The Chapel Lane CC Site in Wythall on the Southern outskirts of Brum is excellent. There is a bus that stops at the gates of the camp which will take you straight to the City Centre.

A call to the site will give you timetables, as I believe the bus operator has just changed. Even better if you are an OAP as it's all free too. :lol: 

Paul


----------



## oldenstar (Nov 9, 2006)

Depends what time you need to be in B'ham City Centre.

The Chapel Lane CC Site in Wythall on the Southern outskirts of Brum is excellent. There is a bus that stops at the gates of the camp which will take you straight to the City Centre.

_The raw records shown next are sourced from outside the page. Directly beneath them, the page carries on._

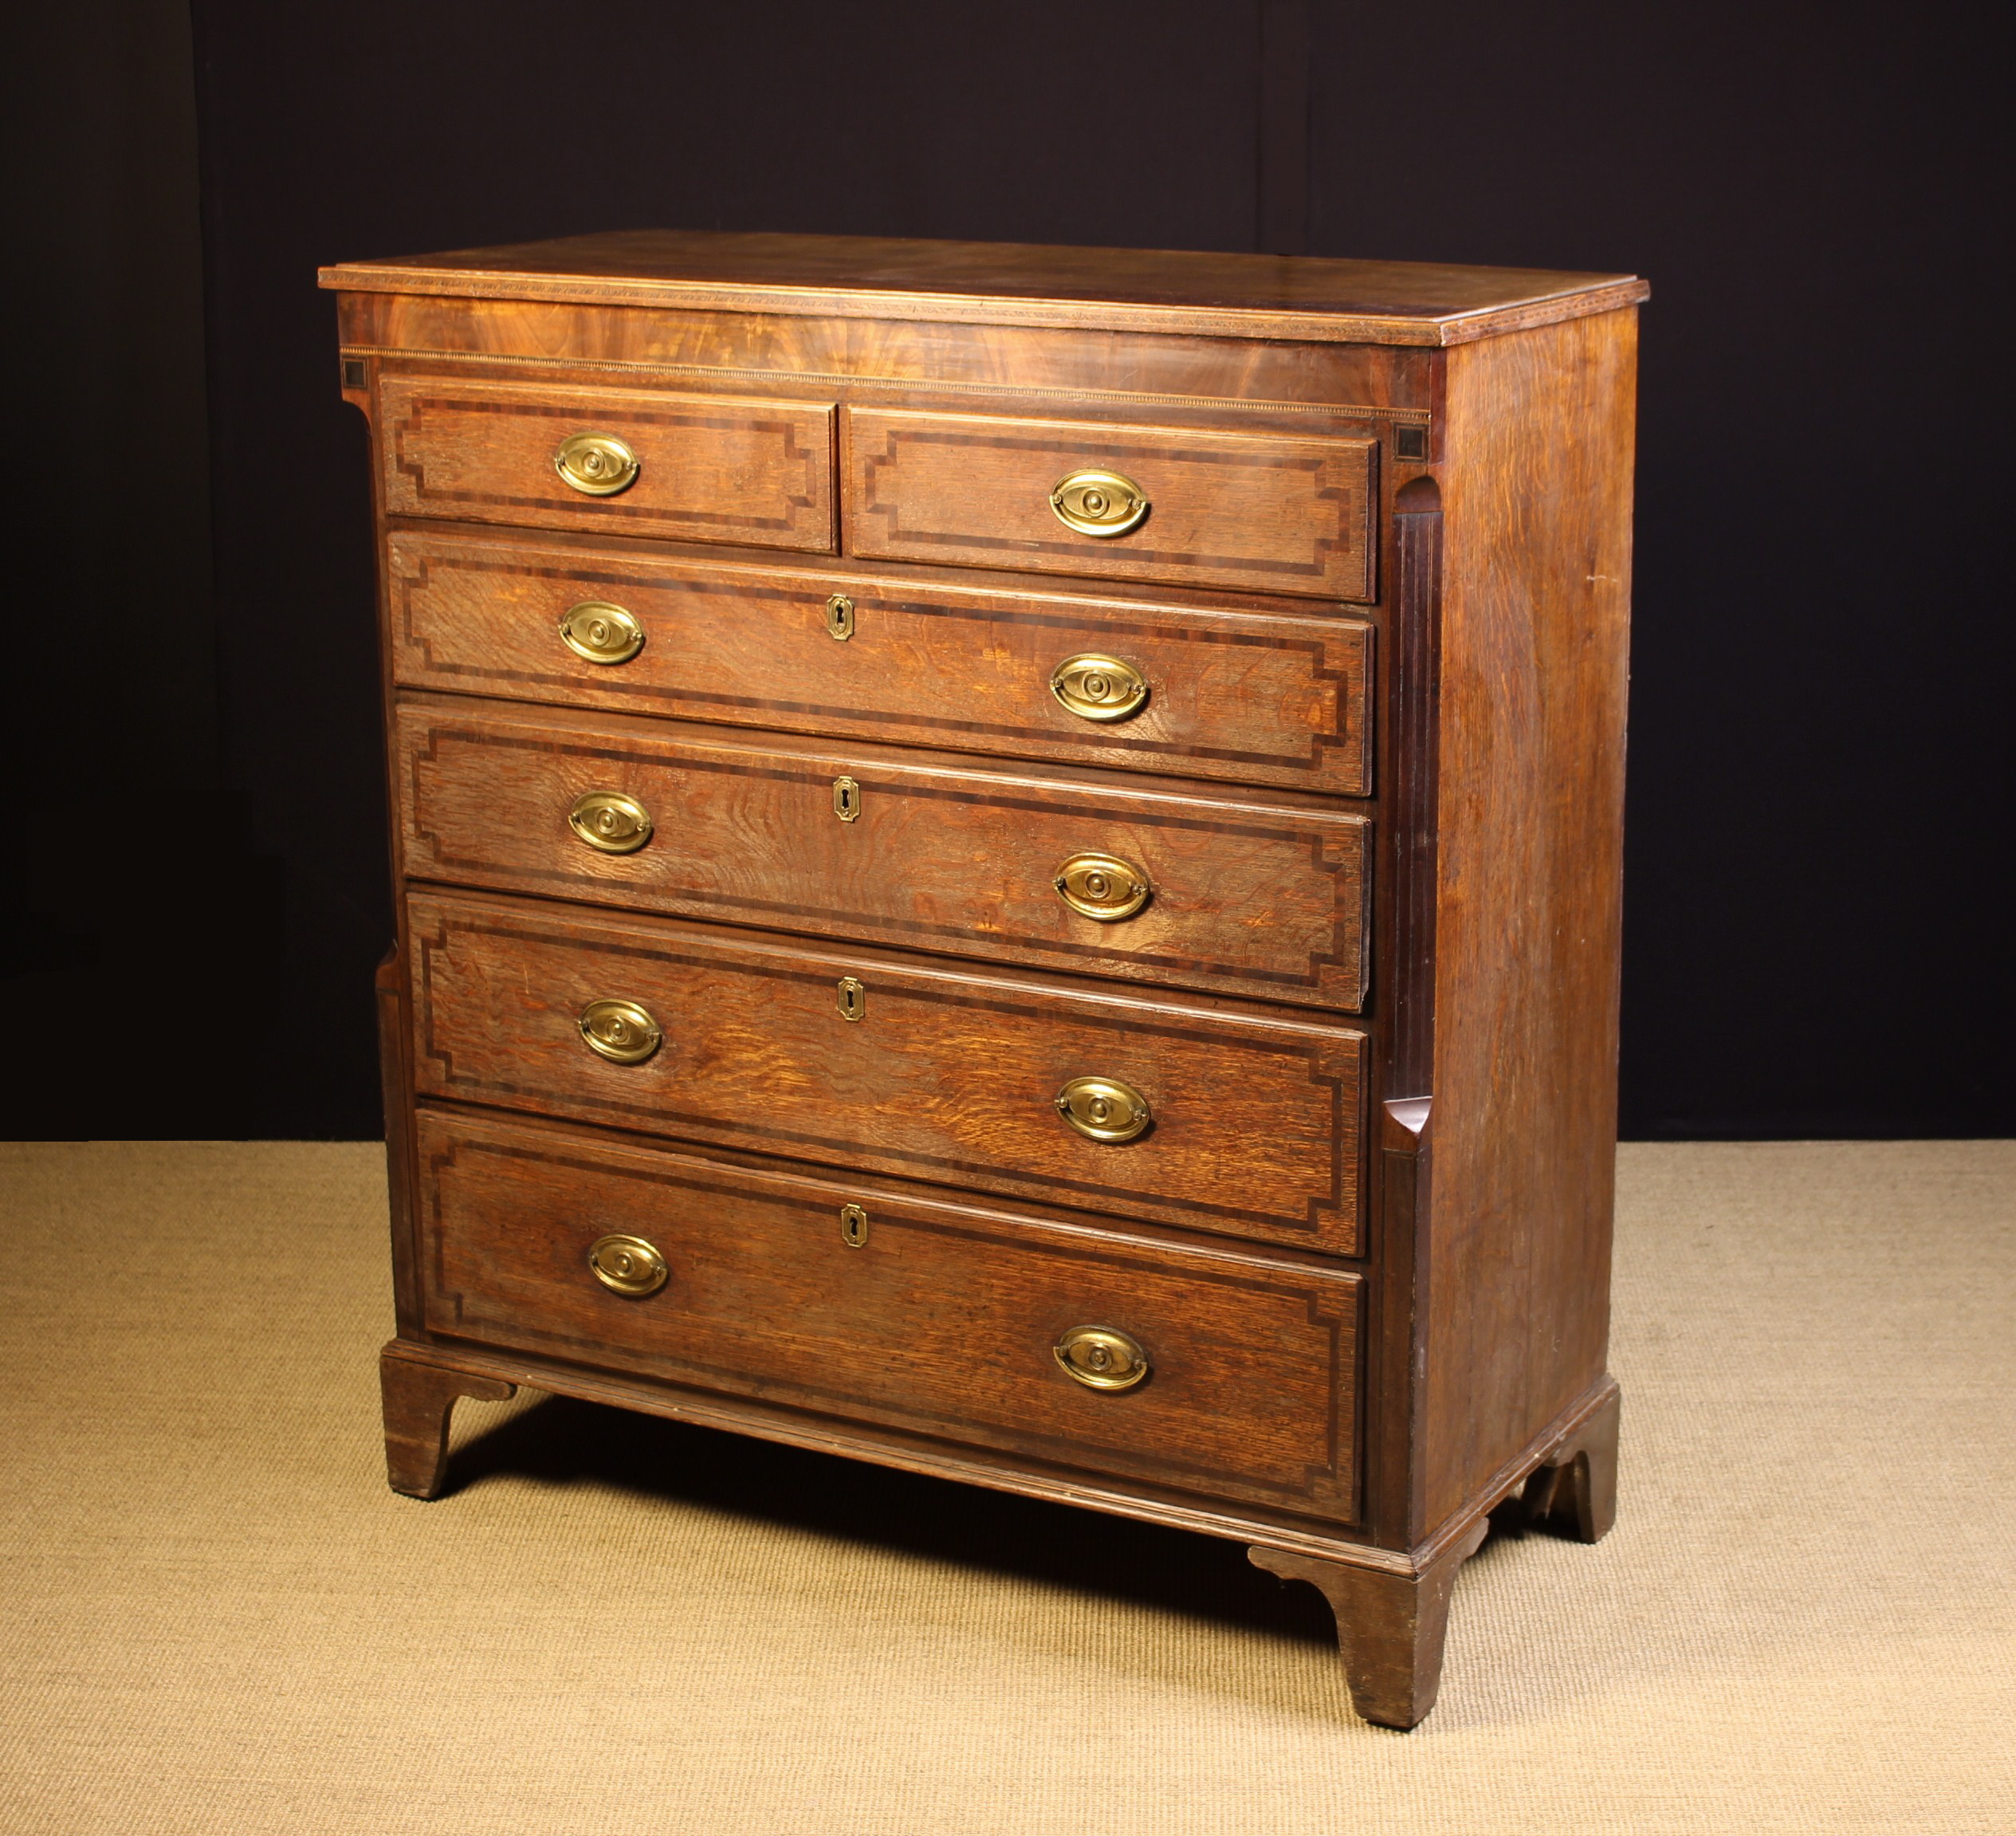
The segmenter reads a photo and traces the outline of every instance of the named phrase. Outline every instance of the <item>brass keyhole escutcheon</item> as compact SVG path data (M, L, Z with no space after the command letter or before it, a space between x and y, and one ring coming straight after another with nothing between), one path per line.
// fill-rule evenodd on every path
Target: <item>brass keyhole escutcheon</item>
M1067 657L1050 673L1058 705L1082 721L1124 721L1148 705L1148 678L1118 657Z
M665 1043L663 1029L634 1001L591 1001L575 1024L588 1050L611 1064L642 1064Z
M833 780L833 813L843 823L851 823L861 814L861 787L852 778Z
M840 977L839 1001L842 1020L859 1020L868 1011L868 991L855 977Z
M614 434L569 434L553 454L553 470L584 497L613 497L637 482L637 455Z
M840 1207L840 1240L849 1249L859 1249L868 1240L868 1214L861 1206Z
M598 853L634 855L651 839L651 812L622 791L590 791L574 800L567 826Z
M1050 493L1057 521L1081 536L1124 536L1148 514L1148 497L1132 478L1091 466L1059 478Z
M1149 1371L1140 1341L1110 1326L1074 1326L1051 1352L1087 1390L1132 1390Z
M854 635L854 601L835 593L826 602L826 635L837 644Z
M1146 874L1118 855L1073 855L1050 883L1073 911L1101 924L1132 918L1154 890Z
M588 1245L588 1267L611 1294L641 1300L664 1287L671 1270L641 1236L599 1236Z
M560 622L560 640L591 663L627 663L644 647L644 627L621 606L584 600Z
M1087 1141L1132 1141L1154 1119L1148 1099L1117 1077L1075 1077L1055 1100L1057 1113Z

A call to the site will give you timetables, as I believe the bus operator has just changed. Even better if you are an OAP as it's all free too. :lol: 

Paul


----------



## ICDSUN (Oct 10, 2006)

Hi

Chapel Lane CC is about 1.5 miles off J3 M42, bus from camp allow 45-60 mins weekdays if travelling rush hours 7-10, weekends 30 mins
On street parking around the NIA is quite limited, nearly all Multi-storey.
Hotels close to NIA. low cost Etap,Ibis, to 5* Hyatt just a short stroll over the direct walkway, The Cons are in town this weekend so a large area around the NIA is closed to traffic.

Personally I would stay at Chapel Lane and take the bus, have Sunday lunch at Becketts Farm short walk from CC site.

Chris


----------